Successful first nine months of 2013 for United Internet
- Sales up 10.7% to new all-time high of EUR 1.955 billion
- EBITDA grows 18.0% to EUR 280.5 million
- EPS improves 25.5% to EUR 0.69
- Customer growth, sales and earnings guidance confirmed
Montabaur, November 14, 2013. United Internet AG continued its growth course as Europe’s leading internet specialist in the first nine months of 2013. There were further strong improvements in sales, the number of customer contracts and key earnings ratios. At the same time, the company once again invested heavily in the establishment and development of new business fields in order to tap sustainable growth potential for the future.
Development of the Group
In the first nine months of 2013, consolidated sales of United Internet AG were increased to EUR 1.955 billion – representing year-on-year growth of 10.7%.
There was also a strong increase in United Internet’s customer figures during the first nine months of 2013: with the addition of 1.23 million contracts (of which 900,000 organic and around 330,000 from the acquisition of Spanish webhoster Arsys) to 13.27 million customer contracts, the company even surpassed its strong growth of the first nine months of 2012 (860,000 contracts).

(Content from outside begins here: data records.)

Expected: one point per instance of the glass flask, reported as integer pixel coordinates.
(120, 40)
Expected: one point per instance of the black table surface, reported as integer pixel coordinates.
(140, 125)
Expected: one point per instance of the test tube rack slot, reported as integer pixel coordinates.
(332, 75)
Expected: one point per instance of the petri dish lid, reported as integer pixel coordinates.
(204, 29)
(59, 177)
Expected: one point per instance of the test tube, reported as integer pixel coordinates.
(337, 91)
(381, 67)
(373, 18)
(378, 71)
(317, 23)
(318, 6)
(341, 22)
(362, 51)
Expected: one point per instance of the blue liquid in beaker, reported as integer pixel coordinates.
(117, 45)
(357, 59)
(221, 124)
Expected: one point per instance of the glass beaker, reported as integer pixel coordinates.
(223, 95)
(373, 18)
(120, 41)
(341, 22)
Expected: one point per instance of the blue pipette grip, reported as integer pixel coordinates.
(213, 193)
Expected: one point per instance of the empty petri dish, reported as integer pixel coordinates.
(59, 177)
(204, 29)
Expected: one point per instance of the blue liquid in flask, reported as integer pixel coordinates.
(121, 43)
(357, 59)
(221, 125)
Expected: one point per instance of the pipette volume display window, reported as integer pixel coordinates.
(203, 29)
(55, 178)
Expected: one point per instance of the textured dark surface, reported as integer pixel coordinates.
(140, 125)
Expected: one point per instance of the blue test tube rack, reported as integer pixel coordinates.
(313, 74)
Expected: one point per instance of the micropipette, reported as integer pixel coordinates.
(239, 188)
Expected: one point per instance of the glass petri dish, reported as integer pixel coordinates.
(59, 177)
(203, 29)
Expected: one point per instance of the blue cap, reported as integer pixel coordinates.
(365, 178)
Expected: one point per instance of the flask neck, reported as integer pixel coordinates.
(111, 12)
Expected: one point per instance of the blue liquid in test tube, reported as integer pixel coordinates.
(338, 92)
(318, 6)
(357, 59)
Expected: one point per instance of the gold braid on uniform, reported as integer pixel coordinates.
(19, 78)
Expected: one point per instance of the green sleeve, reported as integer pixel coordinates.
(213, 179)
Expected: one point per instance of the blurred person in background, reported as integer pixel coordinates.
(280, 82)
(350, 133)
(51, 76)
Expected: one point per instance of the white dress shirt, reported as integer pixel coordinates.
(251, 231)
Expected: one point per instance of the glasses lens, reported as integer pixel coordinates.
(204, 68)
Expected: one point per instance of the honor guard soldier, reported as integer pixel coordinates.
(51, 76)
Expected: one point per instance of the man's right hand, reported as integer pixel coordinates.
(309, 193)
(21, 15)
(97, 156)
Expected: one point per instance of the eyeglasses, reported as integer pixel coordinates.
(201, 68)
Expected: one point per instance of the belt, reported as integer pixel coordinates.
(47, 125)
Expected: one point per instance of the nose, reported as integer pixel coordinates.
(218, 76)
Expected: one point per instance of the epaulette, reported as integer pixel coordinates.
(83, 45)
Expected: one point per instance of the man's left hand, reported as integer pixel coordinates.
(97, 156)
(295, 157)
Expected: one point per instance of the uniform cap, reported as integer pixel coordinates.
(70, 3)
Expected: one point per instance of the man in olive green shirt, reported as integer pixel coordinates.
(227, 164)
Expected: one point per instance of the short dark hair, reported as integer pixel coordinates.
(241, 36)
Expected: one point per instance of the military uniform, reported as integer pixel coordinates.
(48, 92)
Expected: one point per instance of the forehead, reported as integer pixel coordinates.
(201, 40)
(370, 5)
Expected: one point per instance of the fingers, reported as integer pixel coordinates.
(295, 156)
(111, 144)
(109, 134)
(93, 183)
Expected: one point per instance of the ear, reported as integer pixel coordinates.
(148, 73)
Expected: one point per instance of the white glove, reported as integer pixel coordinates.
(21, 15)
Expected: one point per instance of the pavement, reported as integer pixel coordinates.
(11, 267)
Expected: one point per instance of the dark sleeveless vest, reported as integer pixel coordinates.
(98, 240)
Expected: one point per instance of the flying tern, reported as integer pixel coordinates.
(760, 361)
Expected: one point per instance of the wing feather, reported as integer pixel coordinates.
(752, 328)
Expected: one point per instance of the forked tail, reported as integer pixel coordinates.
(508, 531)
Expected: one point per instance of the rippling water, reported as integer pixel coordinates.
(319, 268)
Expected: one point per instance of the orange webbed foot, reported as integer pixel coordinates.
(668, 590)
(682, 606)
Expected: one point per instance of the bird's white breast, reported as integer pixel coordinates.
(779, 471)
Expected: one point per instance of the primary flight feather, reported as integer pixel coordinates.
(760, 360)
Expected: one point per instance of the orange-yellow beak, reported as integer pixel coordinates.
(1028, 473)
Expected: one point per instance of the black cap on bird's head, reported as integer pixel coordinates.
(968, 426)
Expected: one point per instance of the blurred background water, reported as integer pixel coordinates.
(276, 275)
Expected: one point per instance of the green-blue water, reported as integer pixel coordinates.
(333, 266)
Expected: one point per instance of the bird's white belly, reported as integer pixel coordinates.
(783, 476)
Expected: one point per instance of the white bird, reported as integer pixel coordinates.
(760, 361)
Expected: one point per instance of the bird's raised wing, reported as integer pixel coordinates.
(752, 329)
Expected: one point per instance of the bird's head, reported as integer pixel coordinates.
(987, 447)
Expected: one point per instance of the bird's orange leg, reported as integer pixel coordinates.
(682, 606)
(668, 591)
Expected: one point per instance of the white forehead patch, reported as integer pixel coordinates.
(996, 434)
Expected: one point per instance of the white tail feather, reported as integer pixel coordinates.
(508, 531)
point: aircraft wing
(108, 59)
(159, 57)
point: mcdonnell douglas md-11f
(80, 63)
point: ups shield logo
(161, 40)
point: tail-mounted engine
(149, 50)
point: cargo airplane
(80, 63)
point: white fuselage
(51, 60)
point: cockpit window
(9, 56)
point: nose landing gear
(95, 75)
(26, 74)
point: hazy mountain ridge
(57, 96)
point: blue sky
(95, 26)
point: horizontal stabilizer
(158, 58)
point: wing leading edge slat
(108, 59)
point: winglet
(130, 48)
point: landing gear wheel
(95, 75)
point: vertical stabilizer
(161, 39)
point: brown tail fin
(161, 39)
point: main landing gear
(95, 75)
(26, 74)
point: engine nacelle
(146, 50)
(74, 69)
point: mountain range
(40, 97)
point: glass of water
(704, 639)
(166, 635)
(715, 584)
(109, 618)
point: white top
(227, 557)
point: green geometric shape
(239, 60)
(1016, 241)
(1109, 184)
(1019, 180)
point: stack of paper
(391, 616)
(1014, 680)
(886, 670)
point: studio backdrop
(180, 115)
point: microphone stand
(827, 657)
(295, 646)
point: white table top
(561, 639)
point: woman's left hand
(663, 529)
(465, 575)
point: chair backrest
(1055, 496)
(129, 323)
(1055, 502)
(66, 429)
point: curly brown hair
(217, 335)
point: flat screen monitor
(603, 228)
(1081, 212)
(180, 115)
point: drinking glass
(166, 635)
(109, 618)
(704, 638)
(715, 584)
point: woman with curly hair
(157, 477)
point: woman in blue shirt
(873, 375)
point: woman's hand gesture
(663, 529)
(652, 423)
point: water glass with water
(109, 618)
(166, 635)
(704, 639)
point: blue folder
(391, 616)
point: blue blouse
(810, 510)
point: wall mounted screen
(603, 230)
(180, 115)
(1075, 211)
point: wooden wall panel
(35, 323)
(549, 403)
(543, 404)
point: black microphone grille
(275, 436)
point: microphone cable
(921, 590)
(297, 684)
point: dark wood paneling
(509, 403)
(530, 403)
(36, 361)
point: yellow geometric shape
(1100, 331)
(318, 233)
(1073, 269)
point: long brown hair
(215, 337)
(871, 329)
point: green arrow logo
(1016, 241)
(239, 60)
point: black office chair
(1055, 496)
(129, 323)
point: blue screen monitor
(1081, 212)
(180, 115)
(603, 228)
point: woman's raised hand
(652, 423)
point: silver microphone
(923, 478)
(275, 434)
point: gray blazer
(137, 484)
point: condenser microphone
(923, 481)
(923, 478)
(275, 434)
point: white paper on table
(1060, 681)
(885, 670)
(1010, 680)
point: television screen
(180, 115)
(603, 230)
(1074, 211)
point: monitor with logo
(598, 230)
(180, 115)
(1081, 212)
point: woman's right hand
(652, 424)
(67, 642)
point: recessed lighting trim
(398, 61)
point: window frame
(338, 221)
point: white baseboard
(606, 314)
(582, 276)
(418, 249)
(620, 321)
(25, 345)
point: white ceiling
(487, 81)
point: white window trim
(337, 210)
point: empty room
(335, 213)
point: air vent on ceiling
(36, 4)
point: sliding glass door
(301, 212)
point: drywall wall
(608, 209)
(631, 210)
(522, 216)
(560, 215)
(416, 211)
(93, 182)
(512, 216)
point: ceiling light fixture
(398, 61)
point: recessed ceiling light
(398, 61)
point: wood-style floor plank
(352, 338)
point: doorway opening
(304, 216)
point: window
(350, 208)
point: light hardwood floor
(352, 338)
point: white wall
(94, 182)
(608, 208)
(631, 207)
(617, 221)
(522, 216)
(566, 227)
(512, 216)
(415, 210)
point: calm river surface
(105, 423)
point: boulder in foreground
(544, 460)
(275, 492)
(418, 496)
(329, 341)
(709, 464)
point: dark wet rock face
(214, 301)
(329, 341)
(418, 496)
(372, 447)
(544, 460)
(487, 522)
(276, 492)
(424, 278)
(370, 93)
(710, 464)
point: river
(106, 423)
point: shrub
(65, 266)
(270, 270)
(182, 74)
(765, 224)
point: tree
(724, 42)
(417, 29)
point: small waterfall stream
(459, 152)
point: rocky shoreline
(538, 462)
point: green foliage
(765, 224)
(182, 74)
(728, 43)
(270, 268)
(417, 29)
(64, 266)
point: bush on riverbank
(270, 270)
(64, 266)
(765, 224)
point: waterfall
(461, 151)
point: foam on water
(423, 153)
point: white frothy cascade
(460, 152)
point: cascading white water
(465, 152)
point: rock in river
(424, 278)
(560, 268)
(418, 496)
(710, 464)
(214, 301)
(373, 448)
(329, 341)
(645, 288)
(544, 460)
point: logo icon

At the same time, United Internet continued to invest heavily in the establishment and development of new business fields in the first nine months of 2013. The main focus was placed on De-Mail services, the internationalization of the 1&1 MyWebsite product, and the marketing launch for new top-level domains (nTLDs). A total of 420,000 De-Mail usage contracts were completed as of September 30, 2013, of which 170,000 users could be subsequently identified and activated. With regard to the 1&1 MyWebsite product, the number of contracts was increased by 110,000 during the period under review and international brand awareness was increased strongly. In addition, around 3.4 million non-binding pre-registrations of nTLDs had been received as of September 30, 2013. Therefore customers will have the possibility to convert their pre-registrations into binding domain orders in future, and thus into fee-based customer contracts, on availability of new domain endings.
Despite further heavy investments in new business fields – albeit at a lower level thanks to rising customer figures – (EBITDA-effective start-up losses of EUR 87.0 million in the first nine month of 2013 compared to EUR 96.8 million in the previous year), the Group’s key earnings figures improved strongly: earnings before interest, taxes, depreciation and amortization (EBITDA) rose by 18.0%, from EUR 237.7 million last year to EUR 280.5 million. Earnings before interest and taxes (EBIT) climbed 24.5%, from EUR 169.2 million in the previous year (comparable prior-year figure without Sedo impairment charges) to EUR 210.6 million. Earnings per share (EPS) improved by 25.5%, from EUR 0.55 (comparable prior-year figure) to EUR 0.69.
Free cash flow* underlines the entire Group’s ability to generate very healthy levels of cash – while at the same time achieving strong qualitative growth. Despite consistently high start-up losses in new business fields and costs for expanding the customer base, this figure was above the prior-year level at EUR 155.3 million (prior year: EUR 143.2 million).
Group development (in EUR million) | Jan.-Sept. 2013 | Jan.-Sept. 2012** | Change |
---|---|---|---|
Sales | 1,955.1 | 1,766.6 | + 10.7 % |
EBITDA | 280.5 | 237.7 | +18.0 % |
EBIT | 210.6 | 169.2 | + 24.5 % |
EPS (in EUR) | 0.69 | 0.55 | + 25.5 % |
* Free cash flow is defined as net cash inflows from operating activities, less capital expenditures, plus payments from disposals of intangible assets and property, plant and equipment
** Without negative special items (Sedo impairment charges) of Q2 2012: EBIT effect: EUR -46.3 million; EPS effect: EUR -0.24
“With the key figures for customer contracts, sales and earnings already achieved in the first nine months of 2013, we are well on course to meet our targets,” commented Ralph Dommermuth, CEO of United Internet, and added: “Against this backdrop, we can also confirm our full-year guidance for 2013. We still expect sales growth of around 10%. Despite raising our forecast to 1.1 million new fee-based contracts (+100,000) in August 2013 and around five million nTLD pre-registrations, with the resulting increase in marketing and selling expenses we continue to expect an EBITDA result of around EUR 500 million from established business fields. Around 20% of this amount is to be used to finance the planned start-up losses in new business fields. Earnings per share are expected to be between EUR 1.00 and EUR 1.10.”